As we discussed last time, there are a huge number of hazards inherent in the operations of underground coal mines, and there are a series of “mitigators” that can be applied to reduce those hazards.
Ironically, the biggest hazard these miners face today might not be underground at all.
In today’s story we’ll consider the possibility that the most dangerous location in the mining industry might actually be at the Federal Mine Safety and Health Review Commission, where an enormous backlog in enforcement actions is keeping dangerous mines open that might otherwise be closed.
It’s a “bad news, good news” story-but it really does have a potential happy ending, and with a bit of pressure, we can actually make life a whole lot better for miners, and their families, all across the country.
“A Texas rancher shot a man dead and telegraphed a slick lawyer in Fort Worth, three hundred miles away, offering a $5000 fee. The attorney wired back, “Leaving for your town on next train, bringing three eye-witnesses.””
–Bennett Cerf, “A Texas Sampler“
In the previous story we had a long conversation about how coal is mined and how fines and closures can help to, shall we say, “provide the proper motivation” for mine operators.

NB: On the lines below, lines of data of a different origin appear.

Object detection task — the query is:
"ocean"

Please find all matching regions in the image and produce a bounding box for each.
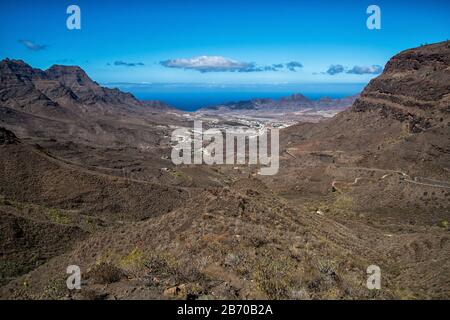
[106,83,366,111]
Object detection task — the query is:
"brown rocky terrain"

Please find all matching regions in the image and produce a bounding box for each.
[0,41,450,299]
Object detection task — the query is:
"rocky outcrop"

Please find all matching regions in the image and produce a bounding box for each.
[0,127,19,145]
[351,41,450,133]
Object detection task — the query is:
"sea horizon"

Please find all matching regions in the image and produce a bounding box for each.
[103,83,367,112]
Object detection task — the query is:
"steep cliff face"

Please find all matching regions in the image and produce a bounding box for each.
[352,41,450,133]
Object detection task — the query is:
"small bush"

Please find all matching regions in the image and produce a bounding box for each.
[88,262,125,284]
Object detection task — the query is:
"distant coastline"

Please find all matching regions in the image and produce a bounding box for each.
[104,83,366,111]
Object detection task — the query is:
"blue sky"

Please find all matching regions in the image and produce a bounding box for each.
[0,0,450,85]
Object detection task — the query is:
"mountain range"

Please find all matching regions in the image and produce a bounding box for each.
[0,41,450,299]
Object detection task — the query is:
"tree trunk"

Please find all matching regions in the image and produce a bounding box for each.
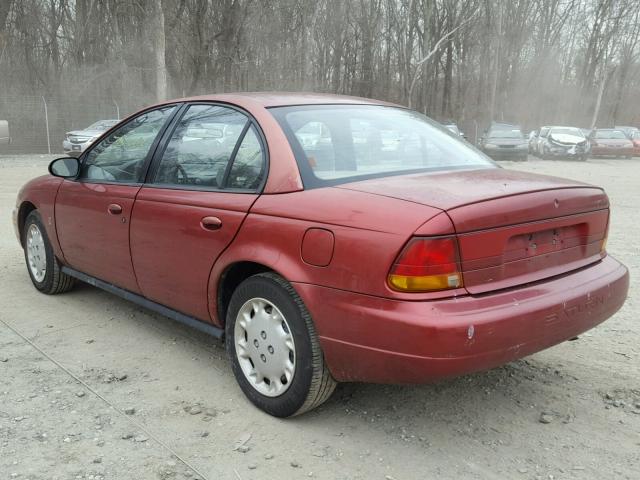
[151,0,167,102]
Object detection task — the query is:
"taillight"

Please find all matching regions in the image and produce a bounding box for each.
[600,218,610,254]
[387,237,462,292]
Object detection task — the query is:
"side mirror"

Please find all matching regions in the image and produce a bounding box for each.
[49,157,80,178]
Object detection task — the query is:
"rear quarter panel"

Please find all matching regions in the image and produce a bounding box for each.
[209,188,450,324]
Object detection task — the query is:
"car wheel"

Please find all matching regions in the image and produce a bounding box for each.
[22,210,75,295]
[225,273,336,417]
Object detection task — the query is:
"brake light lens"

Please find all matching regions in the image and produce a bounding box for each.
[600,220,609,254]
[387,237,462,292]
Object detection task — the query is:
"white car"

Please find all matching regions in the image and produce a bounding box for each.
[62,120,119,156]
[0,120,11,145]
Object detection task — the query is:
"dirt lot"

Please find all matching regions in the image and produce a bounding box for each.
[0,156,640,480]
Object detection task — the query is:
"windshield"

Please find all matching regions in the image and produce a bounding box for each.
[270,105,495,188]
[549,127,584,137]
[488,127,524,138]
[595,130,627,140]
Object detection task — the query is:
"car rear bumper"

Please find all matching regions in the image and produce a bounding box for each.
[294,256,629,383]
[484,148,529,160]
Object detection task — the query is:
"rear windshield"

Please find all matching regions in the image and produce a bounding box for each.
[549,127,584,137]
[487,127,524,138]
[270,105,496,188]
[595,130,627,140]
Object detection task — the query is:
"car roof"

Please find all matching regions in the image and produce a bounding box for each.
[173,92,405,108]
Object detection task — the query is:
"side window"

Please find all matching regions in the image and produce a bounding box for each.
[294,122,336,172]
[227,125,264,190]
[153,105,248,188]
[80,106,176,183]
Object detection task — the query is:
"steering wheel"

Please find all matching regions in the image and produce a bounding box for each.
[176,163,190,184]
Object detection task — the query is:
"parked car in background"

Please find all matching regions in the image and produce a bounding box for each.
[479,123,529,161]
[442,122,467,139]
[62,120,118,155]
[631,131,640,157]
[538,126,589,161]
[613,125,640,138]
[0,120,11,145]
[533,125,551,157]
[13,93,629,417]
[589,128,634,158]
[528,130,538,155]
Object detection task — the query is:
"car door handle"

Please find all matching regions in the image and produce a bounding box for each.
[107,203,122,215]
[200,217,222,230]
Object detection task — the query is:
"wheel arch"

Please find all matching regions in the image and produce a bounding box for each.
[17,200,37,247]
[215,260,280,325]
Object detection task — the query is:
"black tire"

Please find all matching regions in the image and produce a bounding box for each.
[22,210,75,295]
[225,273,336,417]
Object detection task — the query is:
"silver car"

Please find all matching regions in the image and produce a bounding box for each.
[62,120,119,156]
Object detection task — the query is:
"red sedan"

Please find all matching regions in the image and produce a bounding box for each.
[14,94,629,417]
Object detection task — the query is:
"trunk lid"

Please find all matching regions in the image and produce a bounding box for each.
[341,169,609,294]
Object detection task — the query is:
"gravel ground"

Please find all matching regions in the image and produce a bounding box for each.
[0,156,640,480]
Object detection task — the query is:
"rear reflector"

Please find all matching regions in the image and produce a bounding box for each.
[387,237,462,292]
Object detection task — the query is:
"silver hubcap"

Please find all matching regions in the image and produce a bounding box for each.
[27,223,47,282]
[234,298,296,397]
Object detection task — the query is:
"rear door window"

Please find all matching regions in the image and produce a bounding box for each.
[153,105,264,189]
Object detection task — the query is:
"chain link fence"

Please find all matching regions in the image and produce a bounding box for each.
[0,94,144,154]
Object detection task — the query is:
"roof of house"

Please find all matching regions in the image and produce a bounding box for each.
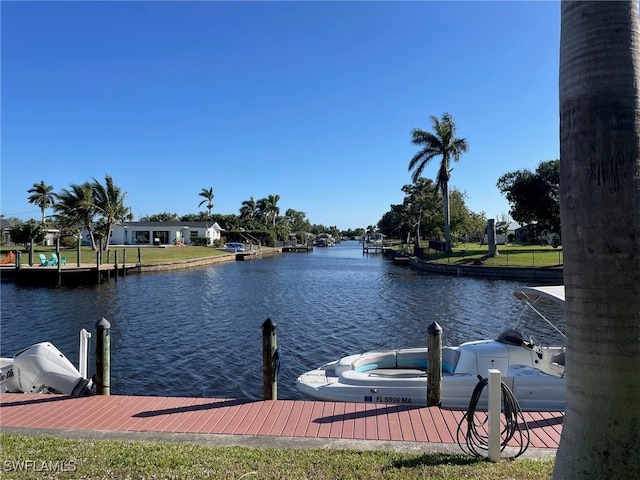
[118,222,223,230]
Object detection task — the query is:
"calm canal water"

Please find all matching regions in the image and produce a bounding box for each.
[0,242,552,400]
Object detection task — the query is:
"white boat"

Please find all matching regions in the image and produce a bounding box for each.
[296,286,566,411]
[0,330,92,395]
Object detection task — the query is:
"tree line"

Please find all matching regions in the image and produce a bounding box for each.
[6,175,356,250]
[12,113,560,251]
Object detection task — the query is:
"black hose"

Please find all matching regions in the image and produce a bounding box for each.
[456,375,530,459]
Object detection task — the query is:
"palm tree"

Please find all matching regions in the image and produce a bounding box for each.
[91,175,129,250]
[553,0,640,480]
[198,187,215,230]
[53,182,97,250]
[27,180,56,223]
[409,113,469,252]
[258,195,280,227]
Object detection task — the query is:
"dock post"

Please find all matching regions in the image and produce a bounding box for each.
[76,236,82,268]
[427,322,442,407]
[56,237,62,287]
[96,317,111,395]
[96,250,102,285]
[113,250,118,282]
[262,318,280,400]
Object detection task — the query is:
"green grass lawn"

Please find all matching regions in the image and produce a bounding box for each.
[0,433,553,480]
[1,243,563,267]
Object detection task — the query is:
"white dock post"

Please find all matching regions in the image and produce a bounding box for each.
[78,328,91,378]
[489,368,502,463]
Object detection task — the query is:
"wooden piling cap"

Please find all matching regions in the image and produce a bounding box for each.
[96,317,111,330]
[262,318,276,328]
[427,322,442,335]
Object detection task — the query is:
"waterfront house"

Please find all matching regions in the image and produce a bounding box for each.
[82,222,223,246]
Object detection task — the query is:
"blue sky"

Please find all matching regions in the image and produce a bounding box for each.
[0,1,560,229]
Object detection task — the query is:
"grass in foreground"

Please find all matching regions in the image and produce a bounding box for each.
[0,433,553,480]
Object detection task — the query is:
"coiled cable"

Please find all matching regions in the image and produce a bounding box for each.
[456,375,530,459]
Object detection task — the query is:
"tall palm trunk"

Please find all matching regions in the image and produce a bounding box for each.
[442,182,451,253]
[553,0,640,480]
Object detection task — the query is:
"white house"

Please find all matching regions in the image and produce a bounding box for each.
[82,222,223,245]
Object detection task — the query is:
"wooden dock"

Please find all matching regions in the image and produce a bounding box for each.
[0,393,564,453]
[282,245,313,253]
[0,263,139,286]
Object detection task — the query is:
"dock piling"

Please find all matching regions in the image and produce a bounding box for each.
[96,317,111,395]
[262,318,279,400]
[427,322,442,407]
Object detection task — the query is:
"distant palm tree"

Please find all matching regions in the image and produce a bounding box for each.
[198,187,215,229]
[409,113,469,252]
[553,0,640,480]
[27,180,56,223]
[91,175,129,250]
[53,182,97,250]
[240,197,258,219]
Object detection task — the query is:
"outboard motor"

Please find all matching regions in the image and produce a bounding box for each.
[7,342,91,396]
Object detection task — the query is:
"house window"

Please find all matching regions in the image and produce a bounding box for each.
[153,230,169,245]
[134,230,150,245]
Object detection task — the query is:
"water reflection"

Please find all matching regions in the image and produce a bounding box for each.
[0,242,556,399]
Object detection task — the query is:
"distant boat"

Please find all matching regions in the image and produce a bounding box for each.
[296,286,566,411]
[313,233,336,247]
[224,242,246,253]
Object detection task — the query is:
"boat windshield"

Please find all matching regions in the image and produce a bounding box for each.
[514,286,566,343]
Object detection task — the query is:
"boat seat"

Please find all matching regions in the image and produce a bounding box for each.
[351,352,396,372]
[551,352,565,367]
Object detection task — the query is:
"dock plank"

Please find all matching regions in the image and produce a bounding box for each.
[0,393,564,449]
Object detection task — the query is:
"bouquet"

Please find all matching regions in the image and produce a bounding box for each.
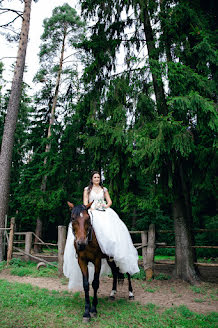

Congress seems to agree, and after a series of incidents in 2006 that killed a number of miners new legislation was put into place that allows the Mine Safety and Health Administration (MSHA) to close a mine, temporarily, if it should be warranted.
However, this can only occur if MSHA can establish that the mining operation has a history of ongoing violations that officially qualify as a Pattern of Violations (POV), which basically comes down to this:
“…(1) a history of repeated significant and substantial violations of a particular standard; (2) a history of repeated significant and substantial violations of standards related to the same hazard; or (3) a history of repeated significant and substantial violations caused by unwarrantable failure to comply…”
Once that pattern has been legally established, any additional findings of “serious and substantial” violations (S&S is the fancy insider term) in that mine by MSHA inspectors become closure orders, meaning that the miners have to either “withdraw” from the area that’s in violation, or that the entire mine may be closed down until things are fixed.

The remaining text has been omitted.